Namun, pendekatan ini tetap memiliki batas. Pemantauan tidak berarti setiap ancaman bisa dicegah sebelum terjadi. Penyalahgunaan baru tetap dapat muncul, dan sistem hanya dapat merespons berdasarkan informasi yang berhasil ditemukan atau dilaporkan.
Pengelolaan sebuah domain juga tidak berdiri pada satu pihak. Ada registry yang mengelola domain tingkat atas, registrar yang melayani pendaftaran, penyelenggara jaringan, lembaga keamanan siber, serta tim respons insiden yang dapat terlibat ketika masalah ditemukan.
Itu sebabnya Komdigi turut mendorong pertukaran data antara registry, registrar, penyelenggara jasa internet, lembaga keamanan siber, dan tim respons insiden untuk mendeteksi dan menangani penyalahgunaan domain.
Informasi mengenai sebuah ancaman menjadi kurang berguna jika berhenti pada pihak yang tidak memiliki kemampuan untuk menangani seluruh bagian masalah. Deteksi perlu terhubung dengan proses respons.
PANDI juga bekerja sama dengan jaringan Trusted Notifier untuk menangani laporan terkait nama domain .id. Model seperti ini menempatkan laporan bukan sekadar sebagai catatan, tetapi sebagai bagian dari koordinasi antarpihak.
Dari sini terlihat mengapa keamanan .id tidak bisa dibebankan hanya kepada pemilik situs atau pengelola registri. Risiko dapat muncul di banyak titik, sementara informasi untuk mengenalinya juga bisa tersebar.
Identitas lokal tetap menjadi bagian penting dari domain .id.
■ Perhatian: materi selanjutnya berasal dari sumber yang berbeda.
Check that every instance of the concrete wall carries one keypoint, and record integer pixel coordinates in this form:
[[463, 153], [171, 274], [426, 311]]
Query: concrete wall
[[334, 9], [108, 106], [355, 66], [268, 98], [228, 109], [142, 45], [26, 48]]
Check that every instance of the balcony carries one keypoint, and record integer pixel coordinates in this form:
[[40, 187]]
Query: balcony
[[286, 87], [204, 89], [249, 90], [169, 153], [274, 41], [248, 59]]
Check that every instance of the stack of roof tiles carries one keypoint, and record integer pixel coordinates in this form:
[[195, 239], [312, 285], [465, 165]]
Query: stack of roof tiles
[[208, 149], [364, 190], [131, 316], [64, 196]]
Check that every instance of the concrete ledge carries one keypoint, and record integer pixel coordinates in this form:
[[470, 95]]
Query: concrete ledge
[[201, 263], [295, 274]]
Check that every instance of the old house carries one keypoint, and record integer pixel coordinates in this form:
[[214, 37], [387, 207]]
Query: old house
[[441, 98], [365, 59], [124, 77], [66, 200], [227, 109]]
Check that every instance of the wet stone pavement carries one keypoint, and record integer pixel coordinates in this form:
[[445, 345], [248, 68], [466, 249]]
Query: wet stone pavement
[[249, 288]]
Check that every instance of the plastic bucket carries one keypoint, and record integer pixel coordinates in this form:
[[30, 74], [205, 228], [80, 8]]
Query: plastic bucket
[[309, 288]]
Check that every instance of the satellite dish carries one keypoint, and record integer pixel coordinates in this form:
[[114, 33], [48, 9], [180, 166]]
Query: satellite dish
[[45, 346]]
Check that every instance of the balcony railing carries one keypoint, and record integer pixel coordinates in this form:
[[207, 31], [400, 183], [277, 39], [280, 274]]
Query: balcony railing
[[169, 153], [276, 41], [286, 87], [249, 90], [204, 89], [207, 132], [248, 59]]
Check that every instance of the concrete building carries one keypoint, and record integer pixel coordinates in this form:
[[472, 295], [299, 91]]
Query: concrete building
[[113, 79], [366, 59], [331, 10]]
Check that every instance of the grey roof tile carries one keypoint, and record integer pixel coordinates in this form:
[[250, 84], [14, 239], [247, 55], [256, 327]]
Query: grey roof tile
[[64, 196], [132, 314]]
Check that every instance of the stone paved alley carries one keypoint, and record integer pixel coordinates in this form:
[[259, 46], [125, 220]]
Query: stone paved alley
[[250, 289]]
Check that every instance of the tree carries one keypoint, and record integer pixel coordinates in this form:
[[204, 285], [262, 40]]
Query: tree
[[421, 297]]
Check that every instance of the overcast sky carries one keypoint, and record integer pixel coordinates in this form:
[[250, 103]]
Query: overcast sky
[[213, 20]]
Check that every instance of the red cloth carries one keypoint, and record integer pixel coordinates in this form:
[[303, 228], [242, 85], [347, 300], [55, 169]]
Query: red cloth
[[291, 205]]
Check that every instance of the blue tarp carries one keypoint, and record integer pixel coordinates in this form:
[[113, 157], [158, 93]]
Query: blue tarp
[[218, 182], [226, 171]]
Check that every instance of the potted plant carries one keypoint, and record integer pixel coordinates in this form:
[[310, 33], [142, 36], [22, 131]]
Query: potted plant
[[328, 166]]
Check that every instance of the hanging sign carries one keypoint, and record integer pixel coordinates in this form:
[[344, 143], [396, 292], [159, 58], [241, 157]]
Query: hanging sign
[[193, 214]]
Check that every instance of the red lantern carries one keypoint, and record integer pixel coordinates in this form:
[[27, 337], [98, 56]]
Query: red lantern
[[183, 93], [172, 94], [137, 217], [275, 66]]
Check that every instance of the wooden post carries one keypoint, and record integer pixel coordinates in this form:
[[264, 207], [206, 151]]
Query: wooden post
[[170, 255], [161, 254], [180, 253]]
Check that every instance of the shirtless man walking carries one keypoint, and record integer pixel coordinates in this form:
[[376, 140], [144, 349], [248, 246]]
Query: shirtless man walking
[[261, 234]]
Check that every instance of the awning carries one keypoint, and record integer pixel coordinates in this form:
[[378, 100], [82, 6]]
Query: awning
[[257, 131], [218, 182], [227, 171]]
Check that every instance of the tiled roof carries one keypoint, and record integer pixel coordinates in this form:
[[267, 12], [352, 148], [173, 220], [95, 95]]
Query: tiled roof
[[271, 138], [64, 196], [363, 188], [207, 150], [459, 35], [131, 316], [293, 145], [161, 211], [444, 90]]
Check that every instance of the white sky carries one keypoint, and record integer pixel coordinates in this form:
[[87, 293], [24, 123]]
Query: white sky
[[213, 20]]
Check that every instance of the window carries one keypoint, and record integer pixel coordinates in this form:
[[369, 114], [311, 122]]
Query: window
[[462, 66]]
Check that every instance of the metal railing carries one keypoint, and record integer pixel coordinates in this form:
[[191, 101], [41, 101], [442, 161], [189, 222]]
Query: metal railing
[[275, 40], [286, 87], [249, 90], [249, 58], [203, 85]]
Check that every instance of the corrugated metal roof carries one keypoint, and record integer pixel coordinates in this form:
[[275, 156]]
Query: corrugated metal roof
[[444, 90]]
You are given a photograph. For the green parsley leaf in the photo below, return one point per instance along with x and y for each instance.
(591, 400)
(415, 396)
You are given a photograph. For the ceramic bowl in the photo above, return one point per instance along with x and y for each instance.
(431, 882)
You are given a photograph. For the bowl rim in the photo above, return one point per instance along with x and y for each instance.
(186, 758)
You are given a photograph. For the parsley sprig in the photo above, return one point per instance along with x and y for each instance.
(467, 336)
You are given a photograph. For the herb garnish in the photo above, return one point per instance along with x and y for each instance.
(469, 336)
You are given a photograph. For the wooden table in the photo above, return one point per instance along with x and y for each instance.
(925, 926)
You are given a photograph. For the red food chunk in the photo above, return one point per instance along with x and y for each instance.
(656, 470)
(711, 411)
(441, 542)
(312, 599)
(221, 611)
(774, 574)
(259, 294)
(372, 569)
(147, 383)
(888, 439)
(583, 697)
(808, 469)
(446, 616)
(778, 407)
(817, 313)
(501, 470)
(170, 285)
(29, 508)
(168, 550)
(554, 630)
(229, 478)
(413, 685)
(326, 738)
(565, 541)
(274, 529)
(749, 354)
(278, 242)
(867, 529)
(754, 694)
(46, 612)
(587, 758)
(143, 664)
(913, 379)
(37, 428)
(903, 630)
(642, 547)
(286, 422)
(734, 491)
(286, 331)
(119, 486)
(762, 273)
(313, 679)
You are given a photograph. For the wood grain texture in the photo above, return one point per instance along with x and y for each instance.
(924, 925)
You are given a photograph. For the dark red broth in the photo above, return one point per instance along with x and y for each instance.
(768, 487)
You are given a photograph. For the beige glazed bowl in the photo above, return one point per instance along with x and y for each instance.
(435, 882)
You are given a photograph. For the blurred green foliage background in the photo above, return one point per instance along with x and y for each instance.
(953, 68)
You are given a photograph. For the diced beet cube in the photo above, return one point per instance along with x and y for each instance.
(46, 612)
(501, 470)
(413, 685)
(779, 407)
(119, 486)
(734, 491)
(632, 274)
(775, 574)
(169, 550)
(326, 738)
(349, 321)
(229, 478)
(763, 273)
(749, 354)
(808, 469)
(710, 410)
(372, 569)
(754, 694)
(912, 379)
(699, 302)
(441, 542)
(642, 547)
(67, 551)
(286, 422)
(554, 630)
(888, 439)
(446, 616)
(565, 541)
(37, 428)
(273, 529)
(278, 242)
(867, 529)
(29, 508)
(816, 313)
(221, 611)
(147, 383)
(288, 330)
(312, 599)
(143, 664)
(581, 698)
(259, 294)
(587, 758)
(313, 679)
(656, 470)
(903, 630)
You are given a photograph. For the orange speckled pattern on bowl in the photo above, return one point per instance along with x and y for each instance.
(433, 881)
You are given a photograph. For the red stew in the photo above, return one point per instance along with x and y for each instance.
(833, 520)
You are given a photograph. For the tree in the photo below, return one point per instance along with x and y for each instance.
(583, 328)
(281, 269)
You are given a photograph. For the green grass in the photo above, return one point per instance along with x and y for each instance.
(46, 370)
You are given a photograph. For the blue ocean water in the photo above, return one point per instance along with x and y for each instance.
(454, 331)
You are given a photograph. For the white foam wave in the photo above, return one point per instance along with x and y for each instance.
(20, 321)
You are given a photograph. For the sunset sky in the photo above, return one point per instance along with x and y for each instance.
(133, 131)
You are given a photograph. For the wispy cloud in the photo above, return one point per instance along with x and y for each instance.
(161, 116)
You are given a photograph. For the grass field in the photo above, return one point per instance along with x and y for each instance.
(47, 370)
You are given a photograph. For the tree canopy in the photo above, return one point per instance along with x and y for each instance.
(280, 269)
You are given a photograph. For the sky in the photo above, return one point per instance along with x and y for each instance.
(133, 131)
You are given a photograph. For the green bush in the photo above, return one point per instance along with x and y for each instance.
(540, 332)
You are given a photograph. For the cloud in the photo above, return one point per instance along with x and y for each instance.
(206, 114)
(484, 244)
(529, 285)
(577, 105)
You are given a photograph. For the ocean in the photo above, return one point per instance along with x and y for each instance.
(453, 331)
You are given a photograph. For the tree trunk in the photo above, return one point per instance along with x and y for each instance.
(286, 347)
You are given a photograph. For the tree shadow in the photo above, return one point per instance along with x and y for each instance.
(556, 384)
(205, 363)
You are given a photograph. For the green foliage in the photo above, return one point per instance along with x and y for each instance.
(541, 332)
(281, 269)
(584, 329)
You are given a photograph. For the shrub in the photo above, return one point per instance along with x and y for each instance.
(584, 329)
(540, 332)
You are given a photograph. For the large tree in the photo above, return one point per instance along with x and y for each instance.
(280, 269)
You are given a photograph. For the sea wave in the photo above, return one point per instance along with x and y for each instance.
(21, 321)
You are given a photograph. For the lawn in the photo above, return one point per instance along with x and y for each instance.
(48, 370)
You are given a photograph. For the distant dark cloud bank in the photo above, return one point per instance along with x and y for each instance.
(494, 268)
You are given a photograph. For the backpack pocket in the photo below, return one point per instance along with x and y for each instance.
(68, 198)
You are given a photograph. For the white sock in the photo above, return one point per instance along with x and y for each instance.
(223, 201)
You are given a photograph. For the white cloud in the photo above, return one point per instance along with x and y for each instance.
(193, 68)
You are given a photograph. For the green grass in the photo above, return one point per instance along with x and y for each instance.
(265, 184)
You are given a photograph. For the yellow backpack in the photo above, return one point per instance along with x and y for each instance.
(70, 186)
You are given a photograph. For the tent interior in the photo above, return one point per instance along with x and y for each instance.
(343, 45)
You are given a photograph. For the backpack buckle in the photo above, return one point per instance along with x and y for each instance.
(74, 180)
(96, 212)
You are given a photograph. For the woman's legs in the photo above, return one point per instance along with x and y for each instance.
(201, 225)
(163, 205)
Namun, ketika ekosistemnya tumbuh, ukuran kepercayaan tidak cukup berhenti pada dua huruf di belakang alamat situs.
Pertanyaan yang lebih penting adalah apakah sistem di belakangnya mampu mengenali penyalahgunaan, menghubungkan informasi yang tersebar, dan menyiapkan respons ketika masalah muncul. Keamanan sejak desain tidak berarti menjanjikan domain .id tidak akan pernah disalahgunakan. Artinya, kemungkinan penyalahgunaan sudah diperhitungkan sebelum masalah itu benar-benar terjadi.